Russian Balloonist Circling Globe Crosses Australian Coast
CANBERRA, Australia (AP) — A 65-year-old Russian adventurer reached the Australian coast on Saturday and was within a few hours of setting a new record for flying solo nonstop around the world, an official said.
Fedor Konyukhov's 56-meter (184-foot) -tall helium and hot-air balloon was descending as it crossed the southwest coast directly over the city of Perth at 95 kilometers (60 miles) per hour and at an altitude of less than 7,000 meters (23,000 feet), support crew member Steve Griffin said.
When he drifts across 117 degrees longitude east of Perth, he will have shaved two days off the record of 13 days and eight hours set by American businessman Steve Fossett in 2002.
Konyukhov hoped to land around 4 p.m. (0800 GMT) along a 500-kilometer (300-mile) sparsely populated expanse between the gold mining town of Kalgoorlie and Northam, the town where his eastward journey began on at 7:33 a.m. on July 12, support crew member John Wellington said.
"It's a bit overcast, but it's not windy which is the most important thing," Wellington said. "It should be a reasonable sort of day to hopefully get him on the ground later this afternoon."
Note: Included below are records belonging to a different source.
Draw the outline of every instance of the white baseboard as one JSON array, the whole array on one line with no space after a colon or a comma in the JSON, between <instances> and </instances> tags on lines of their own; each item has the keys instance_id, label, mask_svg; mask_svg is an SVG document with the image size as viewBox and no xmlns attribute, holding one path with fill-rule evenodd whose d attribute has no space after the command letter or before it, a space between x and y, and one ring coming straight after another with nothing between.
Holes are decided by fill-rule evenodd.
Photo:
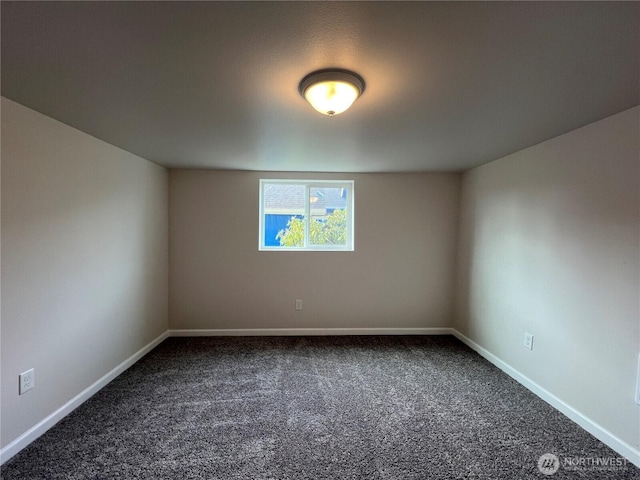
<instances>
[{"instance_id":1,"label":"white baseboard","mask_svg":"<svg viewBox=\"0 0 640 480\"><path fill-rule=\"evenodd\" d=\"M599 425L598 423L591 420L586 415L582 414L571 405L565 403L560 398L553 395L548 390L544 389L536 382L531 380L529 377L526 377L522 373L520 373L515 368L511 367L509 364L502 361L500 358L496 357L493 353L487 350L484 347L481 347L476 342L466 337L456 329L451 329L452 335L454 335L458 340L465 343L469 348L478 352L481 356L486 358L489 362L494 364L500 370L505 372L511 378L516 380L518 383L524 385L528 390L535 393L542 400L547 402L549 405L554 407L556 410L559 410L575 423L584 428L591 435L596 437L602 443L608 445L613 450L618 452L620 455L629 459L634 465L640 467L640 450L634 448L632 445L629 445L625 441L616 437L609 430Z\"/></svg>"},{"instance_id":2,"label":"white baseboard","mask_svg":"<svg viewBox=\"0 0 640 480\"><path fill-rule=\"evenodd\" d=\"M47 416L36 425L31 427L25 433L16 438L13 442L9 443L6 447L0 450L0 465L4 464L7 460L13 457L20 450L28 446L31 442L36 440L42 434L44 434L47 430L53 427L56 423L62 420L64 417L69 415L72 411L86 402L93 395L98 393L104 386L106 386L111 380L116 378L122 372L124 372L127 368L131 367L134 363L144 357L147 353L153 350L157 345L159 345L163 340L165 340L169 336L169 332L164 332L158 338L145 345L142 349L134 353L132 356L127 358L120 365L115 367L113 370L108 372L99 380L95 381L89 387L85 388L78 395L73 397L67 403L58 408L51 415Z\"/></svg>"},{"instance_id":3,"label":"white baseboard","mask_svg":"<svg viewBox=\"0 0 640 480\"><path fill-rule=\"evenodd\" d=\"M78 406L96 394L114 378L131 367L144 355L159 345L167 337L197 337L197 336L312 336L312 335L453 335L461 342L465 343L472 350L486 358L507 375L521 383L528 390L538 395L541 399L549 403L571 420L576 422L594 437L611 447L620 455L628 458L636 466L640 467L640 450L616 437L613 433L597 424L584 414L580 413L560 398L553 395L548 390L535 383L530 378L502 361L500 358L481 347L473 340L467 338L454 328L261 328L261 329L212 329L212 330L168 330L126 359L116 368L104 375L102 378L87 387L81 393L65 403L58 410L40 421L20 437L0 450L0 465L5 463L20 450L36 440L47 430L58 423Z\"/></svg>"},{"instance_id":4,"label":"white baseboard","mask_svg":"<svg viewBox=\"0 0 640 480\"><path fill-rule=\"evenodd\" d=\"M316 335L453 335L453 329L436 328L247 328L169 330L172 337L278 337Z\"/></svg>"}]
</instances>

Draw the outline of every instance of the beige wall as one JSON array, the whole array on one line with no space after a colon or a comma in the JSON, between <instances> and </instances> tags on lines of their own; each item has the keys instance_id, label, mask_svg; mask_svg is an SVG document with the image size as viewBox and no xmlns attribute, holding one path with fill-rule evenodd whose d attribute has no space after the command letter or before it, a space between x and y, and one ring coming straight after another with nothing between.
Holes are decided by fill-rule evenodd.
<instances>
[{"instance_id":1,"label":"beige wall","mask_svg":"<svg viewBox=\"0 0 640 480\"><path fill-rule=\"evenodd\" d=\"M353 179L355 251L258 251L260 178ZM170 327L450 326L459 180L172 170Z\"/></svg>"},{"instance_id":2,"label":"beige wall","mask_svg":"<svg viewBox=\"0 0 640 480\"><path fill-rule=\"evenodd\" d=\"M1 203L4 447L166 332L167 173L2 98Z\"/></svg>"},{"instance_id":3,"label":"beige wall","mask_svg":"<svg viewBox=\"0 0 640 480\"><path fill-rule=\"evenodd\" d=\"M636 450L639 116L636 107L464 174L455 322Z\"/></svg>"}]
</instances>

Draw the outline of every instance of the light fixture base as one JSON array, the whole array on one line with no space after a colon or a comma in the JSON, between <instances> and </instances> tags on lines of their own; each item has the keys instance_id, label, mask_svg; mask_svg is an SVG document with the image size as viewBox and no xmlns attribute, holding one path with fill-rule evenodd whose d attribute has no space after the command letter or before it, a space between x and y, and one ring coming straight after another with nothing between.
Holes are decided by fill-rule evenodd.
<instances>
[{"instance_id":1,"label":"light fixture base","mask_svg":"<svg viewBox=\"0 0 640 480\"><path fill-rule=\"evenodd\" d=\"M347 110L365 89L364 79L341 68L316 70L306 75L298 92L318 112L333 117Z\"/></svg>"}]
</instances>

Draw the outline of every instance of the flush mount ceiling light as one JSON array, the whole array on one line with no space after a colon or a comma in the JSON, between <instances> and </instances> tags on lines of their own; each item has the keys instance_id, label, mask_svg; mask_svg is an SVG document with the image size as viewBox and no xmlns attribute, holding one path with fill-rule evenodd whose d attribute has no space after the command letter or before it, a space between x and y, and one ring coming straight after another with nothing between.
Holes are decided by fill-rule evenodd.
<instances>
[{"instance_id":1,"label":"flush mount ceiling light","mask_svg":"<svg viewBox=\"0 0 640 480\"><path fill-rule=\"evenodd\" d=\"M318 112L333 117L362 95L364 80L348 70L318 70L304 77L298 90Z\"/></svg>"}]
</instances>

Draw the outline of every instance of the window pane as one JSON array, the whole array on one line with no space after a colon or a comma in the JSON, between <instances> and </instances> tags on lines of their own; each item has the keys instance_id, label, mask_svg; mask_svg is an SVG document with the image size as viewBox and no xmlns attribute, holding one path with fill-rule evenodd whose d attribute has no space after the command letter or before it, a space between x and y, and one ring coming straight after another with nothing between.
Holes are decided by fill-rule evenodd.
<instances>
[{"instance_id":1,"label":"window pane","mask_svg":"<svg viewBox=\"0 0 640 480\"><path fill-rule=\"evenodd\" d=\"M264 245L304 246L305 186L265 183L263 202Z\"/></svg>"},{"instance_id":2,"label":"window pane","mask_svg":"<svg viewBox=\"0 0 640 480\"><path fill-rule=\"evenodd\" d=\"M309 245L347 244L347 191L339 187L309 190Z\"/></svg>"},{"instance_id":3,"label":"window pane","mask_svg":"<svg viewBox=\"0 0 640 480\"><path fill-rule=\"evenodd\" d=\"M353 251L352 180L260 180L259 250Z\"/></svg>"}]
</instances>

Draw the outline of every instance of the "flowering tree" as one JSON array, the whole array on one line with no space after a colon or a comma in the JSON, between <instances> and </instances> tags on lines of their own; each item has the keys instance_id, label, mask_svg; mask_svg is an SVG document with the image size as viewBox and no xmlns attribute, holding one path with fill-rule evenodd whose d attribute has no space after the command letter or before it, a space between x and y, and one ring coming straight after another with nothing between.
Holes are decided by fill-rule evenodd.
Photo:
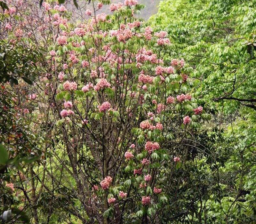
<instances>
[{"instance_id":1,"label":"flowering tree","mask_svg":"<svg viewBox=\"0 0 256 224\"><path fill-rule=\"evenodd\" d=\"M134 16L142 7L125 0L110 5L111 16L87 10L89 19L74 22L64 5L44 2L35 24L15 29L15 8L2 15L8 39L47 49L34 84L15 86L23 95L10 100L33 134L29 153L41 159L36 175L22 164L24 176L6 187L21 190L36 223L39 210L49 222L60 207L83 223L160 222L161 210L179 200L183 161L201 147L203 108L188 93L191 68L166 54L167 33ZM35 26L40 33L24 30Z\"/></svg>"}]
</instances>

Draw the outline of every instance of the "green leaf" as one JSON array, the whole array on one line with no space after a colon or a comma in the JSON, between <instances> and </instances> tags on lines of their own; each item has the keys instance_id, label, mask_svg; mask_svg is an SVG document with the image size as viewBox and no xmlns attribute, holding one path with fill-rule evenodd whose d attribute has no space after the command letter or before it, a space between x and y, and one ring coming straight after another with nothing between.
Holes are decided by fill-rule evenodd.
<instances>
[{"instance_id":1,"label":"green leaf","mask_svg":"<svg viewBox=\"0 0 256 224\"><path fill-rule=\"evenodd\" d=\"M77 3L76 2L76 0L73 0L73 1L74 2L74 4L75 6L76 7L77 9L78 9L78 5L77 4Z\"/></svg>"},{"instance_id":2,"label":"green leaf","mask_svg":"<svg viewBox=\"0 0 256 224\"><path fill-rule=\"evenodd\" d=\"M7 150L3 145L0 144L0 164L6 164L9 158Z\"/></svg>"}]
</instances>

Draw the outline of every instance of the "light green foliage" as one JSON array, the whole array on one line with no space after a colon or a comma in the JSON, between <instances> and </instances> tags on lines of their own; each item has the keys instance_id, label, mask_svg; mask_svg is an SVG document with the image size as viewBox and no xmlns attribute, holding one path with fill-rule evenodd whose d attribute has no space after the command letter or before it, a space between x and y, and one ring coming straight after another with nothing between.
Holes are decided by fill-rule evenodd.
<instances>
[{"instance_id":1,"label":"light green foliage","mask_svg":"<svg viewBox=\"0 0 256 224\"><path fill-rule=\"evenodd\" d=\"M182 55L194 68L194 95L215 115L210 125L218 121L220 130L226 130L224 139L214 144L215 165L197 161L197 172L204 170L203 162L203 174L209 175L203 218L207 223L255 222L255 3L167 0L149 20L171 37L170 58ZM200 218L188 216L192 223L201 223Z\"/></svg>"}]
</instances>

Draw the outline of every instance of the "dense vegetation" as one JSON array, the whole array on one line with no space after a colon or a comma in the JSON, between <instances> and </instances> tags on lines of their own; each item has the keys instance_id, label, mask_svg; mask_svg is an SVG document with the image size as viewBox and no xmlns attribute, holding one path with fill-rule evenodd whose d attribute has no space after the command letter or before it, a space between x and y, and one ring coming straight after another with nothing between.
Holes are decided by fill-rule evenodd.
<instances>
[{"instance_id":1,"label":"dense vegetation","mask_svg":"<svg viewBox=\"0 0 256 224\"><path fill-rule=\"evenodd\" d=\"M147 22L136 0L14 2L3 223L256 222L256 1L165 0Z\"/></svg>"}]
</instances>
Konyukhov's team say landing the 1.6-metric ton (1.8-ton) balloon could be the most challenging and dangerous part of the journey, with late afternoon the best time. He needs to find an open space free of power lines and buildings and expect to be dragged along the ground for several kilometers (miles) before coming to a halt.
Fossett was forced by strong winds to spend more than a day in the air after setting his own record as the first person to circle the globe in a balloon. His capsuled tumbled along the ground for 15 minutes after he landed on a cattle ranch in southwest Queensland state.
The then 58-year-year-old emerged from the capsule with a bloodied mouth from biting his lip during the rough landing, but was otherwise unhurt.